Roughly 200 trucks carrying food and other aid from Egypt were set to enter Gaza on Sunday via Kerem Shalom, according to Ahmad Ezzat, an Egyptian Red Crescent official. COGAT, an Israeli military agency that oversees Palestinian civilian affairs, could not be reached for comment.

The quantity of food, water and medicines reaching Gazans has plummeted since the war began nearly eight months ago. As a result, the United Nations and aid groups have been warning of widespread hunger in the enclave and urging Israel to open more routes for aid to enter. But in recent weeks, aid shipments into Gaza through the two main land conduits have been interrupted.

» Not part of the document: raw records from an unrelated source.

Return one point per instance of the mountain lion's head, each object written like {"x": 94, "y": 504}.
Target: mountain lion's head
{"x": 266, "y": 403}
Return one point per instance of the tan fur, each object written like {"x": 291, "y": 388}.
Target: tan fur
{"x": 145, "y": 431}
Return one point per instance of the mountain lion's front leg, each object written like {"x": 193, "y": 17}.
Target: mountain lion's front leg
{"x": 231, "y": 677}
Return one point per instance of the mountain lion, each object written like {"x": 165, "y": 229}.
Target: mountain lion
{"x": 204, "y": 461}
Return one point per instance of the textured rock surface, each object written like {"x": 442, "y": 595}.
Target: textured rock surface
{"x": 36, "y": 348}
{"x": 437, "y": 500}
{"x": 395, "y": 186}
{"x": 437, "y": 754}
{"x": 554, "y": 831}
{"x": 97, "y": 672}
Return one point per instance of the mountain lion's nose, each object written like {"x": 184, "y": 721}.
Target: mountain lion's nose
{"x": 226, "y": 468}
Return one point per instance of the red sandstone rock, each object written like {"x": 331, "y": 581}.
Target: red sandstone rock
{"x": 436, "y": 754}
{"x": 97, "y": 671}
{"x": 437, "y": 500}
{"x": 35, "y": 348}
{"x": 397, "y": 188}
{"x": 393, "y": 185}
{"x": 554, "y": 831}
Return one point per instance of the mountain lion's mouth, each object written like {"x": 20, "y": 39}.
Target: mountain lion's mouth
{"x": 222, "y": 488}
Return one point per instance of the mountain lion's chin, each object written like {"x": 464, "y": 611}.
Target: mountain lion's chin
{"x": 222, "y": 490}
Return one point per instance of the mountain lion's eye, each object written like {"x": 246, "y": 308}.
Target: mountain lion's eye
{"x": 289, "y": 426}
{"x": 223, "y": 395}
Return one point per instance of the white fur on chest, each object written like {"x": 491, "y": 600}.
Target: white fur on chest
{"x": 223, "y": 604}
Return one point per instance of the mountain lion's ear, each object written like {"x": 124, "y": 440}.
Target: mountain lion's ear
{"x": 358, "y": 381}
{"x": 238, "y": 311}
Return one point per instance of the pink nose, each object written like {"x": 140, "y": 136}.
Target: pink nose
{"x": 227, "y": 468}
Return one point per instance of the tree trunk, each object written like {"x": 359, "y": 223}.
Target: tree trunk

One of those crossings is Kerem Shalom, which sits at the intersection of Gaza, Israel and Egypt. Israel temporarily closed Kerem Shalom a few weeks ago after a Hamas rocket attack there killed four of its soldiers. Since then Israel has allowed some aid into Gaza though Kerem Shalom, but its distribution has been a point of contention. Israel says that aid agencies must distribute the aid. But the agencies say that the Israeli military’s activity in southern Gaza has made their job nearly impossible.

The other major gateway for aid is between Gaza and Egypt, at Rafah. Israeli forces captured the crossing as part of their initial advance toward the city overnight on May 6. Since then, Israeli, Egyptian and Palestinian officials have been unable to strike a deal to resume aid shipments there.

When the Rafah crossing closed, the Egyptian government also initially held out on sending aid trucks toward Kerem Shalom, in what American and Israeli officials called an attempt to pressure Israel to back down from its operation in Rafah.

On Friday, Egypt and the United States announced that Cairo had agreed to temporarily allow food, basic supplies and fuel to move from its territory into Gaza though Kerem Shalom. Abdel Fattah El-Sisi, the Egyptian president, emphasized that the measure was a stopgap until “a new legal mechanism” could be found on the Gazan side of the Rafah crossing.

It remains unclear when the Rafah crossing will reopen for aid. U.S. officials are expected to head to Cairo this week to “support efforts to reopen the Rafah crossing,” according to the White House.